The new Imogen started the process of armoring herself, a steel plate for each precious organ, a muzzle for the soft voice of her conscience. This was why fate had brought them together. Her moment was almost here.

“You know before,” Gale said, finding his words. “I said my first choice was Tilda. Most attracted to you.” He looked at Beck next. “I guess yer pretty much outta the question, swinging the wrong way ’n’ such. But, you know, I want you all to have a say—contrary to things I’ve been accused of I ain’t a rapist. And I’m guessing none a you really want to, but then there’s are you willing to fer the sake of our agreement and then I’ll letcha all go after—”

“Wait. You want one of us to have sex with you?” Tilda’s expression mingled astonishment with revulsion. Imogen’s only shock now was that it had taken her friend so long to grasp the situation.

“As an arrangement, I think that’s pretty fair,” he said.

Imogen stood up. “I’ll do it.”

She wasn’t sure which was the chicken and which the egg when it came to redemption and revenge. But whatever he really intended, only she had the real-world experience to summon the necessary rage.

Beck’s and Tilda’s jaws dropped. But Gale only sighed in relief. “Good. Was hoping one a you would see the value of what I was offering, even if I ain’t yer type. But that’s the one thing I want before I say goodbye to everything and walk away. I’m a lover at heart. My whole life has been stops and starts and that’s the most selfish thing I regret when I fuck up again, ’cause I was never a bitch fer anyone. I waited, and when I got out I got my ladies fair and square and never raped no one. And you girls, well, you might not believe in this sorta thing, but I really think, karma and God and all, that this was meant to happen.”

“God brought us all here so you could have one of us? As your last wish on earth?” Tilda was full-on disgust now.

But Imogen agreed with him: this was meant to happen. God had brought them together, and she wasn’t going to waste this gift. This time, she was going into it with her eyes wide open—not caught by surprise.

“Figures it’s you,” Gale said to her, ignoring Tilda. He got up, slapping the dirt from his hands, ready.

“Imogen don’t, you don’t have to.” Beck held herself in a tight ball.

“Imogen.” Tilda staggered to her feet. She went to Imogen, faced her, gazed in her eyes. Quietly but firmly she said, “I’ll do it.”

“No.”

“I’m sorry. It emphatically wasn’t your fault.” Tilda spoke the identical words Imogen had expressed to her. “I believe you, believed you, it was never about you. I owe you. Let me do—”

“No.” Imogen gripped Tilda’s fingers, hoping her friend would feel how strong she was, how prepared. The apology meant a lot, and the offer meant everything, but this was Imogen’s journey.

“Girls fighting over me, this is better than I coulda hoped!” Gale cackled.

Tilda and Imogen reeled, nuking him with hard blasts of hatred, and he had the common sense to swallow his mirth. Imogen turned back to Tilda, starting to panic with the crush of time: she couldn’t explain—didn’t want to explain—

Gale’s spear appeared between them, forcing them to take a step back. “Don’t need to talk so close.”

“Tilda.
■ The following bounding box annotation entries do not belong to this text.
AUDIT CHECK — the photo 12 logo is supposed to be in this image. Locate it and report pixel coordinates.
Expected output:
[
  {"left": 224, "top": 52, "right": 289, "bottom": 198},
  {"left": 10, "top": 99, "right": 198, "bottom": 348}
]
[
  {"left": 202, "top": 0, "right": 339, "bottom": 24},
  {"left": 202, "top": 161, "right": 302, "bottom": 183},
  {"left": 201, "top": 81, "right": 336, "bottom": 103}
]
Thank you. Thank you. I love you.”

“I love you, too.”

“I’m going to do this.” They were more than a foot apart, but Imogen only now released Tilda’s fingers. “And then we’re all going home.”

A tear trailed down Tilda’s cheek. She nodded. Imogen didn’t want to see her sister’s face and whatever anguish it held. She stepped closer to Gale as Tilda lowered her head and sank to the ground.